Wednesday 16 June 2010

A subjectividade

Tenho ganas de compreender como é que, desde os anos 90, nos viramos tanto para nós mesmos. Reparem: desde então, tornámo-nos sedentos sobre o que se passa na esfera privada de indivíduos comuns, papamos desalmadamente reality shows, talk shows pejados de confissões sórdidas, revistas cor-de-rosa, etc, etc, etc. O que é que obter informação sobre a vida dos outros acrescenta à nossa? Eu própria faço-o também (basta que vejam o meu post anterior...), mas continuo sem compreender porque é que o faço. Tenho, contudo, as minhas suspeitas:

a) Já ninguém acredita em Deus nem no Pai Natal;
    É possível que tenhamos chegado a um extremo miserável do que foi outrora o humanismo; tudo o que está à nossa volta, bom ou mau, foi construído graças à visão e ciência do Homem, logo, está cada vez mais difícil encontrar alguém que se veja como um elemento passivo num desígnio divino favorável. Assim sendo, e já que afinal os heróis somos nós todos, é possível que vejamos em pessoas iguais a nós (e às vezes piores ou muito piores que nós - sim, Marco do Big Brother, estou a falar também de ti) uma espécie de referência.

b) Procrastinação ou a Arte de Adiar  Fazer o Que Tem Que Ser Feito;
    Por outras palavras, 'marxismo'. Diz a teoria Marxista que o entretenimento serve para nos toldar a razão, para nos emudecer perante a opressão do capitalismo. Não fazendo caso do radicalismo do Sr. Bigodes, acho que os Media demonstram ser muito conhecedores do consumidor; muitas vezes farto dos problemas do trabalho, chega a casa estafado de pensar em orçamentos, em facturas, em notas de encomenda e com a cabeça ainda a latejar da última rabecada do chefe, por isso, que melhor consolo haverá do que ver o programa mais estúpido que aparecer? Ou seja, o consumidor/espectador dificilmente chega a casa e procura informação (para dados objectivos, comparar audiências da TVI e RTP2), quer é esparramar-se ao comprido e ver a senhora que nasceu  sem braços e sem pernas no programa da Oprah.
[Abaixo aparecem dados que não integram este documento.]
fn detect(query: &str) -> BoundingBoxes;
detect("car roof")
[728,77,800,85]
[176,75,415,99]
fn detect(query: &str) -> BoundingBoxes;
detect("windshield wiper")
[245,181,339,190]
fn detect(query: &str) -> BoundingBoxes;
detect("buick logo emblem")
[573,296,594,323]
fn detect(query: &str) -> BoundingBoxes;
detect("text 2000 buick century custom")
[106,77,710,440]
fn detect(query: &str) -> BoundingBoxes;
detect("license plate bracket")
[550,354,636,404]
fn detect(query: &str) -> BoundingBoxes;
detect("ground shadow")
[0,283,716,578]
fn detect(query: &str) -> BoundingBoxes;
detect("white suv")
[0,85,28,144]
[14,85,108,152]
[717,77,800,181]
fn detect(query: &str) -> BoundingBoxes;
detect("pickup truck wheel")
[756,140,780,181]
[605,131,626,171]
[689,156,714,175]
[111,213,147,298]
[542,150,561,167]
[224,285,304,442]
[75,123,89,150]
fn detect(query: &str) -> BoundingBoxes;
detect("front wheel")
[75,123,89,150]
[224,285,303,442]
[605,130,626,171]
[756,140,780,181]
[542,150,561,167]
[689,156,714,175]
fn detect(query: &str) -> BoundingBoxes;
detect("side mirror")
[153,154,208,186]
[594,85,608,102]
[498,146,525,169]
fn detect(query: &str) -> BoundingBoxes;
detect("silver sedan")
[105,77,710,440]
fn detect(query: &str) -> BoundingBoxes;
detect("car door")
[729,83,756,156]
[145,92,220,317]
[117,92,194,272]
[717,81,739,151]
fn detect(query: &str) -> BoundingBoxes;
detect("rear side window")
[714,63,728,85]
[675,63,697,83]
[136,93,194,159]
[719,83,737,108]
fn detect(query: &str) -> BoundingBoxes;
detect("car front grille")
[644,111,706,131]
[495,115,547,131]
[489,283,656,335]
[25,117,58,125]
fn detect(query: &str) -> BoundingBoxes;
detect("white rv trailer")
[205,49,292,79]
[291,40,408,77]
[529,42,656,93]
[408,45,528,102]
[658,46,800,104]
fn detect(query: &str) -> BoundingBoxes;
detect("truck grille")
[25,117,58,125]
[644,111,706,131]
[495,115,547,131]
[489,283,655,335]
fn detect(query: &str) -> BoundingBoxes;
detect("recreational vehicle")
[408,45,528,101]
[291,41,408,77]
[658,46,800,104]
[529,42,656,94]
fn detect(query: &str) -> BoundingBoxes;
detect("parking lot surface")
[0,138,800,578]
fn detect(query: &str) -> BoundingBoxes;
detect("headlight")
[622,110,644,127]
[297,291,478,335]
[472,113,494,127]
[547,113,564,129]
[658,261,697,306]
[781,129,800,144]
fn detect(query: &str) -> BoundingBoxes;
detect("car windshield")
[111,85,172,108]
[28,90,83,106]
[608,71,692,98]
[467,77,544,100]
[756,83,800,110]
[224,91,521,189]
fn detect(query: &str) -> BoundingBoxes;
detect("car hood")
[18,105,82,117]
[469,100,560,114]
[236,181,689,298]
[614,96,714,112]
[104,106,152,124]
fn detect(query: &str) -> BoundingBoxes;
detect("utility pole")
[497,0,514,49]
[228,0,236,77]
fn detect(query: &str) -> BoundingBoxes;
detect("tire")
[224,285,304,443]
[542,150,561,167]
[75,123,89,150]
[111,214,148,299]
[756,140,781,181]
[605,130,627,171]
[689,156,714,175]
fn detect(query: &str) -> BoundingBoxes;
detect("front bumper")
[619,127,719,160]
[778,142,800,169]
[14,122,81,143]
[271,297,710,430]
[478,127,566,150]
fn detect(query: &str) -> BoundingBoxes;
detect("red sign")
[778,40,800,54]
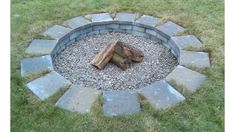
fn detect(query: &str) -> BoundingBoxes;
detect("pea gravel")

O extraordinário, suponho, em vez de nos inspirar, confronta-nos com a nossa própria mediocridade, da mesma forma que o ordinário estabelece uma ideia de normalidade na qual nos encaixamos facilmente - isto assegura-nos que tudo vai bem com a nossa vidinha. Ou seja: os senhores que puxam os cordelinhos nos Media são mesmo espertos e topam-nos a milhas: com estes programas e estas revistas, tratam-nos como bebés pequeninos: põem-nos à frente de um espelho e nós ficamos rendidos, horas a fio, a brincar com a (nossa) imagem reflectida à nossa frente.


Isto tudo porquê?

Isto tudo porque hoje fui comprar uns cremes (quando me pareceu que o meu Clinique para a cara estava a esvair-se de dia para dia, fiquei a saber que o que faltava no boião estava na cara do namorido), e enquanto procurava o que queria, fui interpelada por uma funcionária da loja a oferecer-me uma amostra de um anti-celulítico, acompanhado das devidas instruções de uso "passa nas pernocas, esfrega no rabiosque". Até aqui, no problem, só foi chato é que hoje acordei com tal bravado que me fiz à rua de vestido curto, num exercício de auto-aceitação e com esperanças de apanhar uma corzinha. E depois vem ela sugerir que eu tenho um problema ao oferecer-me uma solução para ele. Eu preciso é de um milagre, filha! E já agora, se não for muito inconveniente, que não me lixem a cabeça por causa das 'pernocas' e do 'rabiosque'. Mas, como dizia, isto tudo porque, considerando este espisódio, me questionei sobre qual seria, realmente, o interesse de falar sobre isto no blog. Tipo, who cares? Possivelmente, absolutamente ninguém, mas a verdade é que um blog é um espaço de subjectividade (logo, de voyeurismo?). Por isso é que é legítimo vir para aqui dizer que hoje passei pelo recreio do infantário na Àlvares Cabral e dois meninos, dois mini-snipers de bata aos quadradinhos, me atingiram a tiro invisível com as suas mãozinhas em posição de pistola, e que depois, tendo sobrevivido a tal ataque, vi aquela anedota daquele jogo de futebol num tasco no Bairro Alto.



Um dia destes, e ainda a propos deste assunto, falo-vos de um artista que eu adoro, adoro, adoro, que se chama Richard Billingham. Para já, deixo-vos para aqui uma imagem do seu livro 'Ray's A Laugh' (que está ali na minha estante, o que largamente contribui para a minha felicidade), para irem pensando sobre o assunto, se vos der para isso.